Exercise 11.1 (Another Birthday Problem) You are sitting in a room with 1000 people. Assume that each person has a birthday that is uniformly distributed over the 365 days of the year and that the birthdays are independent (disregard the 29th of February for simplicity). Let X be the number of people in the room that share a birthday with you. Write down the PMF of X and compute the probability of sharing a birthday with exactly one other person.

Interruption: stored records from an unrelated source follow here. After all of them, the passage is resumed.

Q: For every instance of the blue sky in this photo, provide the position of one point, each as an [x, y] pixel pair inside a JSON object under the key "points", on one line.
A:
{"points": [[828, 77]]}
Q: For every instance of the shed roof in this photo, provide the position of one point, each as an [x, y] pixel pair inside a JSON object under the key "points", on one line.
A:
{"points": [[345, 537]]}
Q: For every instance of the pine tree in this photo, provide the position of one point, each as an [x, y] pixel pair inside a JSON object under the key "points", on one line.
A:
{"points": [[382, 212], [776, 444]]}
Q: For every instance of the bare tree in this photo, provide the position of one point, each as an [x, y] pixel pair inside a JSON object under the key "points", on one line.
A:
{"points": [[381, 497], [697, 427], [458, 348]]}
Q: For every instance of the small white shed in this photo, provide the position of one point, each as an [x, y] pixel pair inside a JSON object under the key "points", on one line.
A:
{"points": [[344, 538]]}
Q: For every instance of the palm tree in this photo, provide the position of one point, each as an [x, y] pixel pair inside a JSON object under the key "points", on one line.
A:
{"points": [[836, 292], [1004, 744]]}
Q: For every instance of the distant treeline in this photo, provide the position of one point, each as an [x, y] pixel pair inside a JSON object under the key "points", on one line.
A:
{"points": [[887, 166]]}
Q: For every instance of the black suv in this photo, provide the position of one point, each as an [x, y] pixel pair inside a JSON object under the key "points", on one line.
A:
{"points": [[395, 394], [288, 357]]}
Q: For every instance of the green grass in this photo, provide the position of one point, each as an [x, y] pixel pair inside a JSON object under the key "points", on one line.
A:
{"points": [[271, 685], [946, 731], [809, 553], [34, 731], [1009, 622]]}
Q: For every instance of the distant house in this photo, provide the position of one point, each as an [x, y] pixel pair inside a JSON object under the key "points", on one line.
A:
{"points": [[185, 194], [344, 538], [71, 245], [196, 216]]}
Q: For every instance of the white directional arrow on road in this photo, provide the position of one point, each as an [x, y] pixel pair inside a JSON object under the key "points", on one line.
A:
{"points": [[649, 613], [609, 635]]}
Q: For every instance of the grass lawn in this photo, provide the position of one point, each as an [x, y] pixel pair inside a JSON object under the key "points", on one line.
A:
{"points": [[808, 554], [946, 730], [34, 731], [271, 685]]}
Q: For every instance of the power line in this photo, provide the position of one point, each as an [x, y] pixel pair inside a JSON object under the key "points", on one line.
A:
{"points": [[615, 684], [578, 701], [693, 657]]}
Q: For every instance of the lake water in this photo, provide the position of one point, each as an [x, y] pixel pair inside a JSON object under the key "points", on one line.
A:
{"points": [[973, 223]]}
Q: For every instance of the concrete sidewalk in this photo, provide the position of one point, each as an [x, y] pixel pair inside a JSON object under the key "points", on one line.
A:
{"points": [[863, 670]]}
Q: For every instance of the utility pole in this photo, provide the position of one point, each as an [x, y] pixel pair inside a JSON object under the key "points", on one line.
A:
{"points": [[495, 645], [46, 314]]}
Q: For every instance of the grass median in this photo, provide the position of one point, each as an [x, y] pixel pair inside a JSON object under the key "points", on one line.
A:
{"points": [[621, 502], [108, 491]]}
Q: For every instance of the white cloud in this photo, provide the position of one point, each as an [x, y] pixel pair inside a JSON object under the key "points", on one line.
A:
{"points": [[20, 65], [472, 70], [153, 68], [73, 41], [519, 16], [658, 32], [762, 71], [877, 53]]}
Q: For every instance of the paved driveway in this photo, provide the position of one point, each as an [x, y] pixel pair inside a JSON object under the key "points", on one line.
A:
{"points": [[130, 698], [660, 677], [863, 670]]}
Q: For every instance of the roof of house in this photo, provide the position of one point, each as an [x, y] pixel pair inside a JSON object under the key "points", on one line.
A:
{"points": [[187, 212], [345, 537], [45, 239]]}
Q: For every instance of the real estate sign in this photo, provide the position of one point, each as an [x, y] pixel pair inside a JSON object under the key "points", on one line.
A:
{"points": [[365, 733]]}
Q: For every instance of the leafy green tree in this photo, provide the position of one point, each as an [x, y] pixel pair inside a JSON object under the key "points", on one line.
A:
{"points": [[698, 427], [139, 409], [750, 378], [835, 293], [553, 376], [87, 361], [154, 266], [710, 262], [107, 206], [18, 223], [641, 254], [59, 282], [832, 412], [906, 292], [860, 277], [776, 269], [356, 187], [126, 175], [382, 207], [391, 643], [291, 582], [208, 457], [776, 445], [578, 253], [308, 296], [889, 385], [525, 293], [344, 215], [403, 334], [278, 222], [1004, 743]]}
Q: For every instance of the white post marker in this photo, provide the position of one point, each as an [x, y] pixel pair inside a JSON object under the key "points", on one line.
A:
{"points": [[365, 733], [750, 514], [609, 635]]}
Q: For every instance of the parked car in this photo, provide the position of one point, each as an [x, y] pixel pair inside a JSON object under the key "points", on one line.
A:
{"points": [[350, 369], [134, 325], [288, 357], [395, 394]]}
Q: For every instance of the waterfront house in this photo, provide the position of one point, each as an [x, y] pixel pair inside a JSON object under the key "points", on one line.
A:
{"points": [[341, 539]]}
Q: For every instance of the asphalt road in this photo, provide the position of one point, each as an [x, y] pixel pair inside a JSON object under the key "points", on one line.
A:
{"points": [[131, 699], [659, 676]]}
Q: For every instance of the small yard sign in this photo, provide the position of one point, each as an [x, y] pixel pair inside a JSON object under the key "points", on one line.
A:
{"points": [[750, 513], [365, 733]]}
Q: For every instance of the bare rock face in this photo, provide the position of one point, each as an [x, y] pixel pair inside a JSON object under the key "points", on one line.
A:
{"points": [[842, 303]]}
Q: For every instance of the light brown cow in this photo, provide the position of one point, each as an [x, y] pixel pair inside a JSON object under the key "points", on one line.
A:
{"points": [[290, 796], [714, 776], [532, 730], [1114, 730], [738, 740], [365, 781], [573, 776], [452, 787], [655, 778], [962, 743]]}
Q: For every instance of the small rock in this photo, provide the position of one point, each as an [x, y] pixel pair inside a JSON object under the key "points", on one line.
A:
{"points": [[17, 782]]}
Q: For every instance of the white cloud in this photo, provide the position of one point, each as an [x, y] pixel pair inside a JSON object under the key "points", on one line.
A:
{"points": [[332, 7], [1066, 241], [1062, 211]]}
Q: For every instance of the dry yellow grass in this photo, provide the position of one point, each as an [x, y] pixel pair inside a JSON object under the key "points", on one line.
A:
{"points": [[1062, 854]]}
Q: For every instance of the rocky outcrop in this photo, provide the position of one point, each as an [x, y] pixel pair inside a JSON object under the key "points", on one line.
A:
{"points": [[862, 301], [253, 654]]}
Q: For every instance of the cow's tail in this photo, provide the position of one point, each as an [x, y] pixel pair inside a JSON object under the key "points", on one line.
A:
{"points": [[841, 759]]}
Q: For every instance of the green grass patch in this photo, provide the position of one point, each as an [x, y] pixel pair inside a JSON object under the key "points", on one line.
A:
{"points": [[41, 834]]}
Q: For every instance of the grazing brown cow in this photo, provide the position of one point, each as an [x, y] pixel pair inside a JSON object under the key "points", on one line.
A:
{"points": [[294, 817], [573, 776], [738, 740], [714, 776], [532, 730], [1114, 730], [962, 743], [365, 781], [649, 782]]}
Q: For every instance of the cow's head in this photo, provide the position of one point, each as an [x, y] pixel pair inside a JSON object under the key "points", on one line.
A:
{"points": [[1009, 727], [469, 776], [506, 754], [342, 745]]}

Exercise 11.2 (Call Center Availability) You are managing a small call center with 5 operators who work at any given time and are servicing 100,000 customers. Assume that each customer has a 0.005 percent chance of calling the call center at any given time (independently from the other customers). Let X be the number of customers who call the call center in the next hour. What is the probability that all 5 operators are busy?
Exercise 11.3 (Number of Calls until Connection) Let’s continue the call center example. Assume that a customer has a 20 percent probability of reaching an operator when calling the call center. Let X be the number of calls a customer makes until they reach an operator.
Exercise 11.4 Suppose that the number of customers arriving at a store follows a Poisson distribution with an average rate of 5 customers per hour. What is the probability that exactly 3 customers arrive in a given hour?